For details, see "Creating a Queue" in the Distributed Message Service Kafka User Guide.
- Before creating a Kafka instance, ensure the availability of resources, including a virtual private cloud (VPC), subnet, security group, and security group rules.
The created VPC and the Kafka instance you will create must be in the same region. For more information, see "Kafka Network Connection Conditions" in the Distributed Message Service User Guide.
- Log in to the DMS for Kafka management console.
- Select a region in the upper left corner.
- Choose DMS for Kafka form the navigation pane on the left, click Buy Instance in the upper right corner, and set related parameters. The instance information is as follows:
- Region: Select the region where DLI is located.
- Project: Keep the default value.
- AZ: Keep the default value.
- Instance Name: kafka-dliflink
- Enterprise Project: default
- Version: Keep the default value.
- CPU Architecture: Keep the default value.
- Specifications: Select the specification as needed.
- Brokers: Keep the default value.
- Storage Space: Keep the default value.
- Capacity Threshold Policy: Keep the default value.
- VPC and Subnet: Select the VPC and subnet created in 1.
- Security Group: Select the security group created in 1.
- Manager Username: Enter dliflink (used to log in to the instance management page).
- Password: **** (The system cannot detect your password.)
- Confirm Password: ****
- Advanced Settings: Enable Kafka SASL_SSL and configure the username and password for SSL authentication as prompted. You do not need to set other parameters.

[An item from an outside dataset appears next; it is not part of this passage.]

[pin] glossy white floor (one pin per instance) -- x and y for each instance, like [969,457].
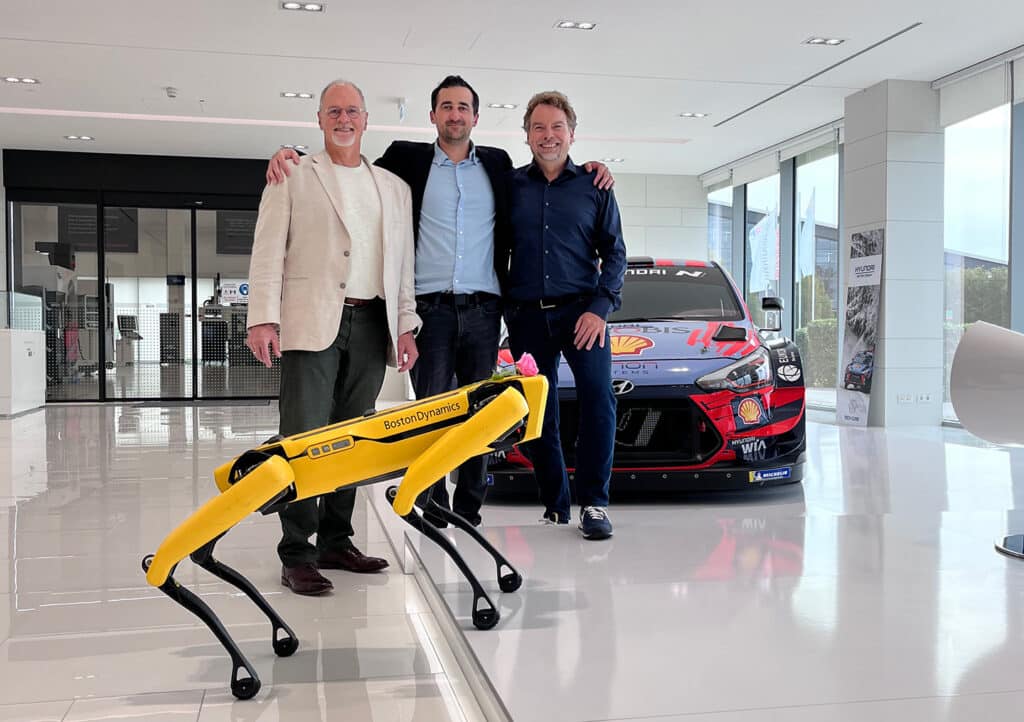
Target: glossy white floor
[87,491]
[869,593]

- Click Buy. The confirmation page is displayed.
- Click Submit.
- On the DMS for Kafka console, click Kafka Premium and click the name of the Kafka instance, for example, kafka-dliflink. The instance details page is displayed.
- Locate the SSL certificate in Basic Information > Advanced Settings, and click Download. Download the package to the local PC and decompress it to obtain the client certificate file client.truststore.jks.
- Before creating a Kafka instance, ensure the availability of resources, including a virtual private cloud (VPC), subnet, security group, and security group rules.
Step 2: Create an OBS Bucket for Saving Outputs
In this example, you need to enable OBS for job JobSample to provide DLI Flink jobs with the functions of checkpointing, saving job logs, and commissioning test data.
For how to create a bucket, see "Creating a Bucket" in the Object Storage Service Console Operation Guide.
- In the navigation pane of OBS Console, choose Object Storage.
- In the upper right corner of the page, click Create Bucket and set bucket parameters.
- Region: Select the region where DLI is located.
- Bucket Name: Enter a bucket name.
- Default Storage Class: Standard
- Bucket Policy: Private
- Default Encryption: Do not enable
- Direct Reading: Do not enable
- Enterprise Project: default
- Click Create Now.
Step 3: Create an Elastic Resource Pool and Add Queues to the Pool
To create a Flink OpenSource SQL job, you must use your own queue as the existing default queue cannot be used. In this example, create an elastic resource pool named dli_resource_pool and a queue named dli_queue_01.
- Log in to the DLI management console.
- In the navigation pane on the left, choose Resources > Resource Pool.
- On the displayed page, click Buy Resource Pool in the upper right corner.
- On the displayed page, set the parameters.
Table 2 describes the parameters.
Table 2 Parameters Parameter
Description
Example Value
Region
Select a region where you want to buy the elastic resource pool.
_
Project
Project uniquely preset by the system for each region
Default
Name
Name of the elastic resource pool
dli_resource_pool
Specifications
Specifications of the elastic resource pool
Standard
CU Range
The maximum and minimum CUs allowed for the elastic resource pool
64-64
CIDR Block
CIDR block the elastic resource pool belongs to. If you use an enhanced datasource connection, this CIDR block cannot overlap that of the data source. Once set, this CIDR block cannot be changed.
172.16.0.0/19
Enterprise Project
Select an enterprise project for the elastic resource pool.
default
- Click Buy.
- Click Submit.
- In the elastic resource pool list, locate the pool you just created and click Add Queue in the Operation column.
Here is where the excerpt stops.